Fans who followed the Sounders FC opener on either TV or radio likely drew two quick impressions of Arlo White, the team’s new play-by-play announcer.
For one, there was his perfectly pitched voice, distinguished by an authoritative English accent that’s, well, perfect for the pitch.
For another, he sounded like somebody happier to be at rain-drenched Qwest Field than anywhere else in the world. The thrill wasn’t contrived. After enjoying some precious time with his family in London last week – White and his wife, Liza, are the parents of 3-year-old twins – a bureaucratic snafu at the U.S. embassy delayed his access to a passport by a day and a half. White didn’t pick up his bags at Sea-Tac Airport until 5:30 p.m. Thursday, and wasn’t able to settle into the Qwest Field broadcast booth until 6:25, by which time the Sounders pregame show already was in progress.
“I made it to my first game with 14 minutes to spare,” White recalled Tuesday. “A rather interesting day.”
Had the longtime BBC broadcaster been describing, say, a cricket match in Pakistan, the leisurely flow of the event would’ve offered him every opportunity to share his frantic-traveler saga with the audience. But soccer?
“A legendary manager, Brian Clough, was fond of saying that it takes a second to score a goal,” said White. “I’ve always remembered that: It only takes a second. If listeners hear the crowd roar because a goal has been scored, I don’t be want to be preoccupied because I’m telling tales.”
How the 36-year-old from Leicester, England, hooked up with the Sounders is a tale in itself.
White was covering one of the five Super Bowls he’s worked for the BBC when he met Gary Wright, the former Seahawks publicity director who now oversees business operations for the soccer club. Invited to “broadcast” Seattle’s franchise opener last year, White’s account of the game – unheard by the public – was an audition that earned him a chance as a one-game substitute last summer for original Sounders play-by-play man Kevin Calabro.
Because it was determined Calabro, a national radio voice of the NBA, couldn’t juggle his ESPN schedule to remain full-time with the Sounders, White wound up with a gig in the Pacific Northwest.
Named after folk singer Arlo Guthrie – son of the iconic Woody Guthrie, composer of “This Land is Your Land” – White long has been fascinated with American culture. He’s coached soccer at a summer camp in Massachusetts, and has made many visits to see relatives in Chicago, where his interest in American football was intensified.
“I remember listening, very late at night, to NFL games on the U.S. Armed Forces network,” White said. “Hank Stram, was that his name? He was one of the announcers. The signal originated from an Army base in Germany and wafted across Europe. Sometimes the reception would be strong, and then, just at a moment of impact, it would fade into Belgian folk music. Then I’d have to wait a week to find out what happened in the newspaper.”
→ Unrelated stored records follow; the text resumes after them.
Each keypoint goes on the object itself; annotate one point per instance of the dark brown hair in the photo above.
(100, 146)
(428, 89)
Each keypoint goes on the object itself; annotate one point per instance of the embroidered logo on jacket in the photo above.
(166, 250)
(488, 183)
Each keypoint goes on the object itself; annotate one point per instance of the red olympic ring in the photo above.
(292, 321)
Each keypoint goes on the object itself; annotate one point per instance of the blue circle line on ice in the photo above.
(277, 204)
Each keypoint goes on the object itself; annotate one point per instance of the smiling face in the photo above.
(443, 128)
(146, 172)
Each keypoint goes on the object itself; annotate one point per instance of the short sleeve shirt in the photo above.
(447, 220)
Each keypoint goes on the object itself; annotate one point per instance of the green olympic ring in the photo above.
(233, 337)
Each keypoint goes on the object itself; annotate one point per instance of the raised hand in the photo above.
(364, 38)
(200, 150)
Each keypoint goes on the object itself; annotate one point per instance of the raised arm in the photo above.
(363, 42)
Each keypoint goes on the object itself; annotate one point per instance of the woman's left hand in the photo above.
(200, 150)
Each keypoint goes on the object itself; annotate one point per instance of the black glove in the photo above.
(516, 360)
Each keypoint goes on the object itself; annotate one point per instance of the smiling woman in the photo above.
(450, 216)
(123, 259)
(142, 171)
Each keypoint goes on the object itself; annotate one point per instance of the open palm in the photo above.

In any case, he was smitten with the NFL, and regards his BBC play-by-play call of Giants quarterback Eli Manning’s last-minute touchdown pass to Plaxico Burress in Super Bowl XLII as a career highlight.
“When you’re with the BBC at the Super Bowl, you’re on the bottom of the food chain,” White said. “We were set up beyond the end zone – opposite the end zone the Giants were driving toward. It was a challenge just to get the numbers straight.”
Nevertheless, White still is able to replicate a 3-year-old version of his favorite call. “Thirty nine seconds to go, Manning takes the snap and looks left. ... Touchdown Giants! Has this ruined the Patriots’ perfect season? Has this ruined the dream?”
“Of course, it was 3 in the morning back there,” White said. “Who knows if anybody was listening? But it was a thrill, and I was told the people at the NFL’s London office liked it.”
But it’s the other kind of football that is White’s bread pudding and butter. Since learning he would replace Calabro, White has undergone a crash course in all things Sounders. Calling the game is easy for him, but calling it with an intimate knowledge of the athletes and the coaches, that takes homework.
“I don’t want to be known as the announcer with the English accent,” he said. “I want to be known as somebody who’s thrown himself into the job.”
Meanwhile, he’s determined to familiarize himself with the region.
“I want to see the Cascades, take the ferries, go out to the Pacific Ocean, and visit places like Vancouver and Portland,” he said. “Well, maybe not Portland, not with the way that rivalry appears to be shaping up.”
Welcome, Arlo, to your home away from home. As long as you’re a guest, please feel free to think of this land as your land – at least until you accompany the Sounders to Portland, where you’ll be on your own.